What Is an Aggressor?
Aggressors are traders that take liquidity out of the markets. Rather than entering bids for shares, aggressors buy at-market at the current ask price. They will also sell at the current at-market bid prices rather than specifying a selling price. By purchasing available shares or contracts at the current at-market price, aggressors place orders which have immediate execution.
Other traders are passive because they add liquidity to markets by entering bids and offers, which may not have an immediate filling or execution. In today’s electronic markets, traders may be human or they may be computers running automated algorithmic trading programs.
- Aggressors are traders who remove liquidity from the markets by entering buy and sell orders at current at-market prices.
- Because aggressors purchase available shares or contracts at the current at-market price, their orders are executed immediately.
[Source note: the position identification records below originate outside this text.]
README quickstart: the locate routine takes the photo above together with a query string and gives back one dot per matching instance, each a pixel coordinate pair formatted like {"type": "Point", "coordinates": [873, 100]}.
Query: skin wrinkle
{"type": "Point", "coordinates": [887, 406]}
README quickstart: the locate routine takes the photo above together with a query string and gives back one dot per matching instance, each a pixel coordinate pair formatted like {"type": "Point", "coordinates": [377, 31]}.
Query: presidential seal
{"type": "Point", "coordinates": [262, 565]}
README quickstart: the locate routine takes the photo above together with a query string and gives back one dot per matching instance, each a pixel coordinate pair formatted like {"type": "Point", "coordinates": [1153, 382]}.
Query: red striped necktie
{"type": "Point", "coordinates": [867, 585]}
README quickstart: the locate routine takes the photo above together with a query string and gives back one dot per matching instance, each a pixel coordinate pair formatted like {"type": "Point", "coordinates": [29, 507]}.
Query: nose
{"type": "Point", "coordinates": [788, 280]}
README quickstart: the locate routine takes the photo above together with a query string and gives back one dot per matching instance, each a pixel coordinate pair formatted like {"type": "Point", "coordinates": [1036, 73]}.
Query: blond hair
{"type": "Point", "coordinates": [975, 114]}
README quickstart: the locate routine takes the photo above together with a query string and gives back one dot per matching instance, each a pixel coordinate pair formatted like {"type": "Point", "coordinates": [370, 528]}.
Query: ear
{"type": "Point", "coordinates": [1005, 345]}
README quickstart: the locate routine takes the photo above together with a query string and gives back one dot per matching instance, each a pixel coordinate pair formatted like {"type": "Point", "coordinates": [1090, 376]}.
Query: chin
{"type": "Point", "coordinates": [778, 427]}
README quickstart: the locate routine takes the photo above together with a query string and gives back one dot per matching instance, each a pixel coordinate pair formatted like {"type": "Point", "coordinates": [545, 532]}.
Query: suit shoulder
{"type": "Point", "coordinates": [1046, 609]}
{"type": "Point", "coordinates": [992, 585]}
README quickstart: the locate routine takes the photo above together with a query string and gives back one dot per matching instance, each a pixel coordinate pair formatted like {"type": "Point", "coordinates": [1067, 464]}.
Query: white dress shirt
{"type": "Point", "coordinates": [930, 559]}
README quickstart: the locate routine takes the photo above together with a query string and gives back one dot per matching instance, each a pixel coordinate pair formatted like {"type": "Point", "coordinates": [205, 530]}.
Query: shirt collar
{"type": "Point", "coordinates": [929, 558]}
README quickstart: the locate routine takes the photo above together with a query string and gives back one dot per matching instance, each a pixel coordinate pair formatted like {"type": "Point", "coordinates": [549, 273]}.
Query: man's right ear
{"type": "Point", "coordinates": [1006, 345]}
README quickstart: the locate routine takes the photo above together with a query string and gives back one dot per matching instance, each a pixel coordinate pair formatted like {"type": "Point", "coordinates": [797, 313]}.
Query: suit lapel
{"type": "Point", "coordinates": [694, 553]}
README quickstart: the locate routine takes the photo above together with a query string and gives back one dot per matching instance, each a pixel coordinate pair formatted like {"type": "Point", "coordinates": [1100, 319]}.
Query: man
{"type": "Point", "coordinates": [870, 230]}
- This immediate action means aggressors sell at lower and lower prices and buy at higher and higher prices, thereby pushing other traders out and taking liquidity out of the market.
- In contrast, passive traders add liquidity to the market by placing trades with bids and offers, which may not be immediately filled or executed.
Aggressors review pricing in markets such as futures exchanges, which have a basis on a range of orders at various prices. The best bid-to-buy and best offer-to-sell will set the bid-ask spread. The difference between those two prices will vary depending on the prevailing market conditions. The number of contracts available for purchase or sale may also be different.
For example, if the bid-ask spread for a specific crude oil contract is ten contracts at $60.01 bid/15 contracts at $60.11 ask, an aggressor would immediately buy 15 contracts at the best asking price of $60.11 or instantly sell ten contracts at the best bid of $60.01.
A passive trader motivated to buy a contract might offer a bit more, for example, $60.05. The passive trader inclined to sell might suggest less. Passive trading tends to narrow spreads and add liquidity to markets, while aggressive trading removes liquidity.
How Aggressors Impact Market Liquidity
Market participants have access to the order book, which shows a list of all current bids and offers, some of which may not be close to the current market price. Using our example above, the best proposal for a crude oil contract is ten contracts at $60.01. Other bids may rest below that price, such as 15 contracts for $60.00 or 20 contracts at $59.99.
Also, other ask offers may be above the best current asking price. If the best offer is currently $60.11, higher offerings might be 12 contracts for sale at $60.12 or 15 contracts at $60.13.
By taking immediate action at the current bid or asking price, aggressors continue to sell at lower and lower costs or buy at higher and higher prices. This squeezing causes volatility, which will become more common as markets get thin and imbalanced as other traders are pushed out.
Volatility in the stock market is associated with big swings in prices; typically, a volatile market is when the stock market rises or falls more than one percent over a sustained time.
Liquid markets have many advantages, including the ability for investors to transfer their investments into cash in an accessible and timely fashion. Anything that reduces market liquidity can lead to volatility, which may drive investors away from a particular market.
Because of this, some electronic marketplaces now offer fee credits for traders who wait for order fills and add liquidity to the markets. In essence, they are rewarding the passive trading strategy. Conversely, they may charge additional fees to aggressors who remove liquidity by immediately taking the best bid or offer.